U.S. Announces New Space Security Policy
hey! writes "The Bush administration has announced a new space security policy, which includes the statement that 'Consistent with this policy, the United States will preserve its rights, capabilities and freedom of action in space ... and deny, if necessary, adversaries the use of space capabilities hostile to U.S. national interests.'" More from the article: "Eisendrath, co-author of a forthcoming book, 'War in Heaven: Stopping an Arms Race in Outer Space Before It Is Too Late,' says the United States is wasting its time. 'Defense Secretary Rumsfeld says we need to protect against a 'space Pearl Harbor,'' he says. 'But we're still the dominant power there.'"
The Bush Jr. administration has already expressed interest in a Mars mission, and nuclear pulse propulsion might greatly simplify that project. The first step in achieving that capability is breaking the various treaties which prohibit the detonation of nuclear weapons in space.
Perhaps Bush finds it easier to sell the treaty breakage as a security measure than to sell it as a first step towards Mars.
Step into a huge movement. Don't Tread In Me.
Not that I'm defending the move, but I can see where, in some ways, it makes sense to defend certain portions of space (say the parts above your country) where satelite based weapons could make easy targets of important sites.
One of the many problems with this policy is that those "certain portions of space" are six dimensional and time-varying. What the U.S. is trying to "defend" amounts to certain orbits. This is not like defending your coastal waters, which have zero momentum relative to your nation's landmass. For one, it is possible to change from an orbit that does not overfly a given country to one that does with relatively trivial delta-v.
Because of this, there is little or no practical value in preventing others from accessing just some orbits. Now, the U.S. government, particularly the Defense Department under Donald Rumsfeld, has a long history of doing stuff that has no practical value (often at the cost of American lives.) So it is possible that this policy will be acted upon in an ineffectual but relatively harmless way. But given the grip of fear that still has a big hold in the U.S. it is a matter of some concern that those who would put security before all else might decide to deny everyone access to all orbits.

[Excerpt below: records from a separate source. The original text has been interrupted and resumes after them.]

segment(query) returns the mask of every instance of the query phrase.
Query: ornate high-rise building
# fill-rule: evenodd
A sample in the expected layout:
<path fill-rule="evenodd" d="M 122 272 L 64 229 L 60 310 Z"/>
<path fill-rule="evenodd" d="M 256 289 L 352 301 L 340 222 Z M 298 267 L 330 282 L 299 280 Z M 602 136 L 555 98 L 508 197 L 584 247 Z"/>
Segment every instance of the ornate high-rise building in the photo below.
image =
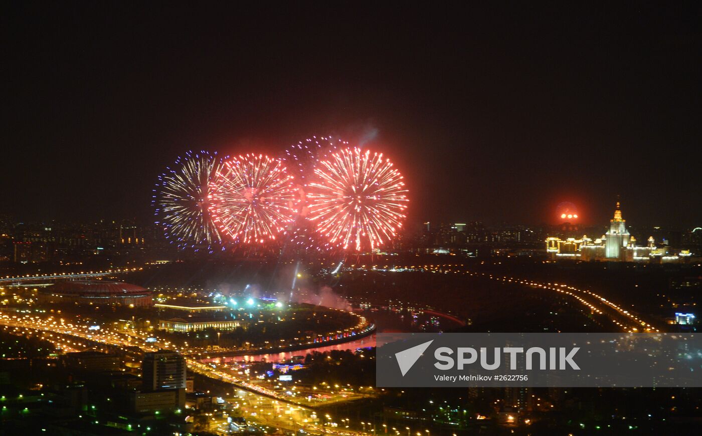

Blasphemy is a human right. Blasphemophobia kills.
Basically, it says the USA can act in anyway it chooses in space, and others can't. It basically says no one can fuck with our space toys, but we can fuck with anyone else's space toys. It basically says that "Rules Don't Apply to Us".
It is, very simply, typical fascist horseshit that the Bush Junta has been coughing up for years, only this time it affects satellites. nice.
I'm not going to cough up line item to line item - /. It's not THAT much to read, and it's all there in black and white. DIY.
Now, I'll propose that 90% of the responses to THIS will be from pink neocon dupes of the conspiracy, and yes, Bush DOES deserve demonisation for this, as it is part and parcel of his evil Evil EVIL neocon agenda. And for that, the pink neocon dupes of the conspiracy will likely mod me "Flamebait" or "Overrated" and anyone with half an ounce of sense will mod me "Interesting" or "Insightful".
Imagine if the Bush Junta said "the laws of the sea no longer apply to us." Imagine what kind of a row that would make. It's just the same thing, only in orbit in the vacuum of space.
RS
Shoes for Industry. Shoes for the Dead.
...which isn't actually contained in the document.
How the hell do you know that? From the linked article "The document, much of which is classified..." Good chunks of the document are classified. People HAVE to read between the lines.
Not that I'm agreeing with the anti-Bush, knee-jerkers, but you are also making unsubstantiated claims.
Learning HOW to think is more important than learning WHAT to think.
I would have to provisionally disagree. Just because some launch profiles from certain countries in many circumstances are sufficiently ambiguous that there is no real value in taking action does not mean that all profiles from all countries are.
If the Iranians were to begin to launch satellites, or say they were, and there were sufficient evidence -- possibly some of it secret -- that their real intentions were to develop suborbital or quasi-orbital intercontinental ballistic missile technology, and the US decided it was possible to knock the test missiles down reasonably safely, then I'd have no problem with them doing so.
Where it gets tricky is if China wants to launch national technical means a.k.a. spy satellites that overfly US strategic assets, map out targets, et cetera, within the contintental US. Is this the kind of thing we'd want to knock down? It's hard to really say, for two reasons: (1) Experience in the Cold War showed that spy satellites were stabilizing technology, because they prevent hysteria and nasty surprises. When each side is well-informed about what the other has, and is up to, decisions tend to be calmer and better. (2) This business has been thrashed out before, in the 16th-17th centuries, with respect to navigation of the high seas. In addition to being a very expensive process, the end result was a general agreement that freedom to travel -- even for a warship -- peacefully anywhere in international waters is guaranteed, unless you are actually at war. Do we really need to repeat the bloody experiment in space to probably arrive at the same conclusion?